On Tue, May 10, 2011 at 6:09 AM, zhong ming wu <mr.z.m...@gmail.com> wrote:
> On Mon, May 9, 2011 at 10:50 PM, Merlin Moncure <mmonc...@gmail.com> wrote:
>
>> Now manybe *I'm* a little confused.  Are you connecting to the write
>> port (stunnel's secure port)? As I understand it, the stunnel pgsql
>> protocol is such that the client side libpq application can connect to
>> stunnel which unwraps the encrypted data and connects w/o ssl to
>> postgres.  From the server's point of view, the connection should be
>> unencrypted and from the client's it should remain encrypted.
>>
>> I can think of two reasons why you would want to do this:
>> *) pgbouncer, or a some other connection pooler type piece of software
>> that does not support ssl
>> *) for loading purposes you are trying to keep all
>> encryption/decryption off the main server.
>>
>> merlin
>>
>
>
> My client connects to the stunnel'l local port.  Come to think of it..
> assuming that the line
>
> "SSL connection (cipher: DHE-RSA-AES256-SHA, bits: 256)"
>
> comes from psql I am getting the expected behavior.  Because psql
> connects to stunnel local port unencrypted.  stunnel encrypts the data
> and sends it to the postgres server.  The server accepts the
> connection because it is coming in encrypted.
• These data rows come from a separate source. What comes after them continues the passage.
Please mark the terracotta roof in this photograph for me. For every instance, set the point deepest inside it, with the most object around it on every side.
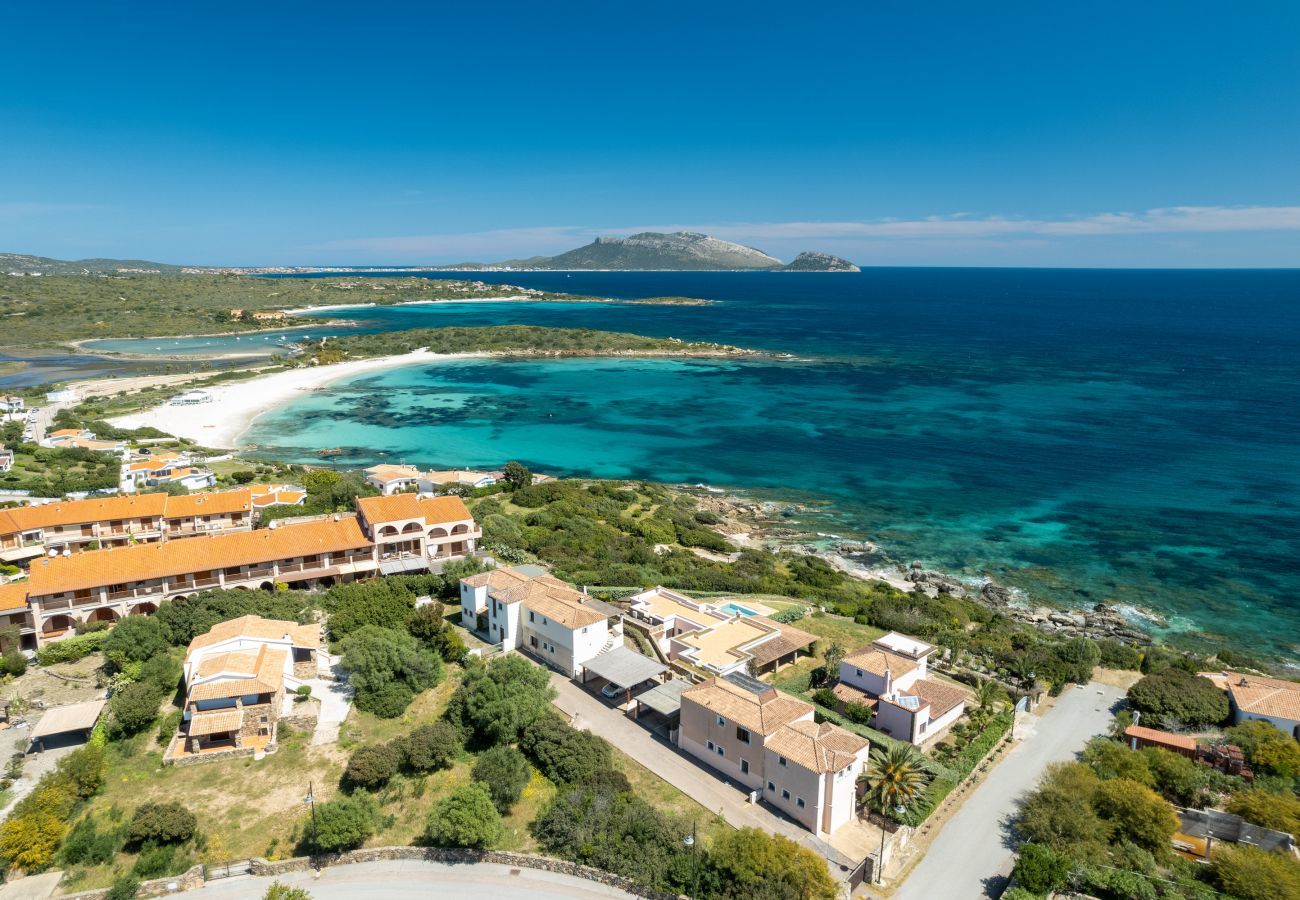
(819, 748)
(941, 696)
(874, 660)
(1165, 738)
(215, 723)
(1265, 696)
(194, 554)
(13, 596)
(763, 713)
(395, 507)
(258, 628)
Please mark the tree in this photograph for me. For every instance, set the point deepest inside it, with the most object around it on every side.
(753, 862)
(516, 475)
(466, 818)
(564, 753)
(345, 822)
(499, 700)
(1270, 810)
(135, 706)
(161, 823)
(1110, 760)
(373, 765)
(506, 773)
(281, 891)
(1173, 695)
(134, 639)
(432, 747)
(1136, 813)
(388, 667)
(895, 778)
(1040, 869)
(1251, 873)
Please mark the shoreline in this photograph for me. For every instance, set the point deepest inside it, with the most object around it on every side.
(234, 406)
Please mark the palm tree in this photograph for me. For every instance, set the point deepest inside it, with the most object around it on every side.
(895, 779)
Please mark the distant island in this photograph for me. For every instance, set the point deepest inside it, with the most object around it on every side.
(648, 251)
(680, 251)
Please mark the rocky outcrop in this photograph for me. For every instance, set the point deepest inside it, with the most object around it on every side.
(813, 260)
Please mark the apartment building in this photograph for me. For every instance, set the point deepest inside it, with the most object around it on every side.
(525, 608)
(235, 682)
(768, 741)
(891, 678)
(104, 585)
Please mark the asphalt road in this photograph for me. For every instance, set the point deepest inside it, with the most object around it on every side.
(973, 856)
(410, 878)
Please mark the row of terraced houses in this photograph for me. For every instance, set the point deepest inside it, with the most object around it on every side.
(155, 548)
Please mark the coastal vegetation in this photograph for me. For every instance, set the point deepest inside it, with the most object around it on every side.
(503, 340)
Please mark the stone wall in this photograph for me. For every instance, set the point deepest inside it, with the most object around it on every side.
(189, 881)
(456, 856)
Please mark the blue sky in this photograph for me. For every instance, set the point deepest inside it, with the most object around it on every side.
(891, 133)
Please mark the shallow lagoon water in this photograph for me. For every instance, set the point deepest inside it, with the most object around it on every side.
(1086, 436)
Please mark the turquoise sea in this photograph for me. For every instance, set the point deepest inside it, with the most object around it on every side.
(1130, 436)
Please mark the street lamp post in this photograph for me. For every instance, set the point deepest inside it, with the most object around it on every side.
(689, 840)
(311, 801)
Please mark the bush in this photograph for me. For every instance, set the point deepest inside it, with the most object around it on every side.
(499, 700)
(466, 818)
(161, 823)
(563, 753)
(346, 822)
(134, 639)
(388, 667)
(506, 773)
(373, 765)
(432, 747)
(1040, 869)
(72, 648)
(134, 708)
(1174, 695)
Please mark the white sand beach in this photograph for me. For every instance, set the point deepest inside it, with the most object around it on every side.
(235, 405)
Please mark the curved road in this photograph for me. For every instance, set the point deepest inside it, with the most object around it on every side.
(408, 878)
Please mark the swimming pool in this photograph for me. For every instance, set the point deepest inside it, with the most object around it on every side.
(736, 609)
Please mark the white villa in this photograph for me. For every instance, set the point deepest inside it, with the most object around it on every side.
(889, 676)
(524, 608)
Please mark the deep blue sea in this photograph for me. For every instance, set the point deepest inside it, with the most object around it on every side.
(1130, 436)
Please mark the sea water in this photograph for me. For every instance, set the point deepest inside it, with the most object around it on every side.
(1123, 436)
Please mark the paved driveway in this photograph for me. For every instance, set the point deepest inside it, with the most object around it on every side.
(415, 878)
(680, 770)
(973, 856)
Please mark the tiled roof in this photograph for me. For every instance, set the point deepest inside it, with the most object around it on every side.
(1265, 696)
(1165, 738)
(13, 596)
(215, 723)
(256, 627)
(819, 748)
(194, 554)
(133, 506)
(874, 660)
(763, 713)
(397, 507)
(941, 696)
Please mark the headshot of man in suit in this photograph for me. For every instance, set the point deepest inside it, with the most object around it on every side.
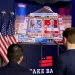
(65, 63)
(52, 24)
(15, 56)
yup, you're right.  I always set it up the other way so I just assumed
that's what you were doing.

> I would also be nice to find out from the pg server that the
> communication is encrypted.  I just don't see a way to find it out
> except from the following two facts 1) my server is configured to be
> just so 2) the output of 'ps' which tells me how the connection is
> coming in.

100% agree. maybe a column in pg_stat_activity showing the encryption protocol?